ASSIGNMENT THREE

The definition of discourse is “groups of statements which structure the way a thing is thought, and the way we act on the basis of that thinking.” (Rose 2001, p. 136). It is a form of language that has laws within the institutions that it is circulated. An example given by Rose (2001) is medical discourse, which has its own forms, rules and spaces that it is spoken. Medical discourse produces its own knowledge (Nead 1988 as cited in Rose 2001, p. 136). Discourse also produces subjects, doctors nurses etc (Rose 2001, p. 136). To simplify, there is meaning and knowledge behind each word spoken, it is not simply the word itself.

Discourses do not have to be specialised like medical discourse, and can be articulated through a variety of images, texts and speech (Rose 2001, p. 136). Foucault pioneered this understanding of discourse and discourse analysis. He stated that discourse is a form of discipline and power (Rose 2001, p. 137). Discourse is associated with power because it is productive, disciplining its subjects to a certain understanding and appropriate behaviour, creating human subjects. (Rose 2001, p. 137). Identity, a sense of self and our relation to the surrounding world is created through discourse (Rose 2001, p. 137). Discourse analysis I, used by Elliot (2001), “tends to pay rather more attention to the notion of discourse as articulated through various kinds of visual images and verbal texts” (Rose 2001, p. 140). It is used to display how certain images construct specific views of the world and is concerned with the social modality of the image (Rose 2001, p. 140).

Elliot (2001) uses discourse analysis methods to analyse marketing of coffee and its representation of global culture (Elliot 2001, p. 369), involving Starbucks coffee in her case study. Elliot discusses how Starbucks market their product to create a new life style and induce excitement in the coffee bean. Elliot also discusses the “interpretive repertoire” of marketing, as consumers ingest contradictory discourses of foreignness (Potter 1996 as cited in Rose 2001, p. 156, Elliot 2001, p. 369). This discourse aligns with “the complexity and contradictions internal to discourses” (Rose 2001, p. 156). They have structures but are not necessarily logical or coherent.

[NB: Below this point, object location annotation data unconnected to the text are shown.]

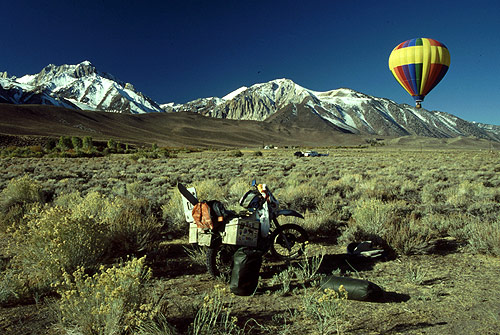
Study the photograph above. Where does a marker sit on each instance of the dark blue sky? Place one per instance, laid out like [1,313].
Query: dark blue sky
[176,51]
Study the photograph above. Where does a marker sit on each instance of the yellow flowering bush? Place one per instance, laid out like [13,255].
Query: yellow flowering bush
[51,241]
[111,301]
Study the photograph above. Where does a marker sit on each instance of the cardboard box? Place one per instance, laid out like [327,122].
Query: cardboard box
[193,233]
[242,231]
[197,235]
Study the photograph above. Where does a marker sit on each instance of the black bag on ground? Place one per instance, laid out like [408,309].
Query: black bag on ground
[246,268]
[357,289]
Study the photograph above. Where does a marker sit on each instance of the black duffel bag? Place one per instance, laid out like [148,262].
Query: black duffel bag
[357,289]
[246,267]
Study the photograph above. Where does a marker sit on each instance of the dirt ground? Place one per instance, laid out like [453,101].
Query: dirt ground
[448,292]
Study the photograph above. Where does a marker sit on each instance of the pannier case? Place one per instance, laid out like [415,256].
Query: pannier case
[242,231]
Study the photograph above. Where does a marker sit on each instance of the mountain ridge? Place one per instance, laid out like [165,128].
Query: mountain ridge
[83,87]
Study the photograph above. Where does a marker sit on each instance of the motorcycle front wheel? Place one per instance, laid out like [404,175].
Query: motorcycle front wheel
[288,241]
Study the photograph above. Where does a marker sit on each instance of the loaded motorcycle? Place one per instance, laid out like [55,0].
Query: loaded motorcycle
[257,226]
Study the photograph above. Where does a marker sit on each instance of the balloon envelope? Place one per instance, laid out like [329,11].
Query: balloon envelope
[418,65]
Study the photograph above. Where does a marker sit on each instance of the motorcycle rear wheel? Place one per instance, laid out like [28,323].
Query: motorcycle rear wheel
[220,260]
[288,241]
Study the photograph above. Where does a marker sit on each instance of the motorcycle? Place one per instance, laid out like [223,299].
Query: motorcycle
[283,241]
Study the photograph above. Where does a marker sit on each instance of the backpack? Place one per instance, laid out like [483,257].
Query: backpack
[209,214]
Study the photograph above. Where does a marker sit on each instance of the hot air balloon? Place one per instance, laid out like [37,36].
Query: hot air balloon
[418,65]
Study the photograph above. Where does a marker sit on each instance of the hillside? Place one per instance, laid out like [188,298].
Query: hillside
[165,129]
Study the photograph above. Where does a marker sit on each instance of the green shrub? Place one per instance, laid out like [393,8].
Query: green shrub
[19,195]
[387,224]
[110,302]
[483,236]
[65,143]
[76,142]
[20,191]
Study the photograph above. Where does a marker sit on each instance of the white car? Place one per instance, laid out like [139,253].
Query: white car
[311,154]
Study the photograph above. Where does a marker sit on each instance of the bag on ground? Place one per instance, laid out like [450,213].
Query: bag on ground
[246,268]
[357,289]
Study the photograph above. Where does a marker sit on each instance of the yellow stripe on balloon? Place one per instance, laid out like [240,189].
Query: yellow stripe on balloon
[426,62]
[412,55]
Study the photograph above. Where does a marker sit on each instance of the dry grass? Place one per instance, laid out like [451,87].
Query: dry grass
[405,201]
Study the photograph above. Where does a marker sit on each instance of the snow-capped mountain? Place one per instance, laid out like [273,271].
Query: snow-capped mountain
[78,86]
[279,101]
[344,109]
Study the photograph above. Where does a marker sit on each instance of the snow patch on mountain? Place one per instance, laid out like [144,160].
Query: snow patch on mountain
[234,93]
[80,86]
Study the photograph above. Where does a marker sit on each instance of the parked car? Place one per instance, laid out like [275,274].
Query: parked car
[311,154]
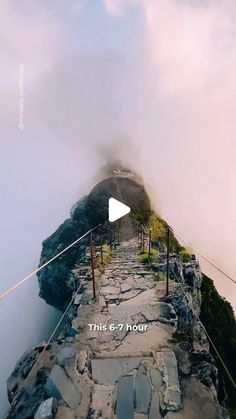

Rose states that “discourse analysis is to be concerned with the discursive production of some kind of authoritative account” (2001, p. 142) and with the social practices embedded within the discourse. This can be seen with Elliot’s analysis of Starbucks symbolic marketing of their product. Elliot uses starting points of academic texts on globalisation to begin her discourse analysis (Rose 2001, p. 142). By looking at symbolic analysis’ and other disciplines, she asserts the need for a discourse analysis of Starbucks and globalisation. She moves onto to using iconography methods to analyse the effects of Starbucks on cross cultural consumption and globalisation. Iconography is “the subject matter or meaning was, for Panofsky, to be established by referring to the understandings of the symbols and signs in a painting that it’s contemporary audiences would have had” (Rose 2001, p. 144). Through understanding the symbols and multilayered text of coffee, one can analyse its effect on the global scale (Elliot 2001, p. 371) becoming integrated as a key part of Western consumer identity.

Elliot looks at how marketing of coffee has changed through historical advertisements (Elliot 2001, p. 372). Through this analysis of advertisements, Starbucks use of symbols and discourse can be compared and contrasted. They personify the beans, creating an otherworldly sense (consuming culture in a cup) (Elliot 2001, p. 373), from Mexico, Guatemala, Colombia, Indonesia and New Guinea, to Kenya, Ethiopia and Yemen. This discourse is combined with Starbucks array of trademarked blends. Starbucks asserts it “creates” its blends (Elliot 2001, p. 373). This contrasts with its otherworldliness, yet is tied together within Starbucks advertising. Thus, the “interpretive repertoire” is created (Potter 1996 as cited in Rose 2001, p. 156) and hosts a great symbolic power (Elliot 2001, p 374).

Elliot goes further into Starbucks advertisements harnessing otherworldliness with how coffee is described, as “”magical”, “intriguing”, “fleeting” and “elusive” (Elliot 2001, p. 378). This combines “Starbucks’ sense of the exotic and its Western gaze with the mysterious and primitive to create a coffee profile with multiple meanings” (Elliot 2001, p. 378). She gives countless other examples of discourse and visual images Starbucks has used to create their iconic brand, controlling coffee and all its cultural behaviours. Methods described by Rose are used by Elliot to analyse Starbucks’ discourse on coffee in order to market its product.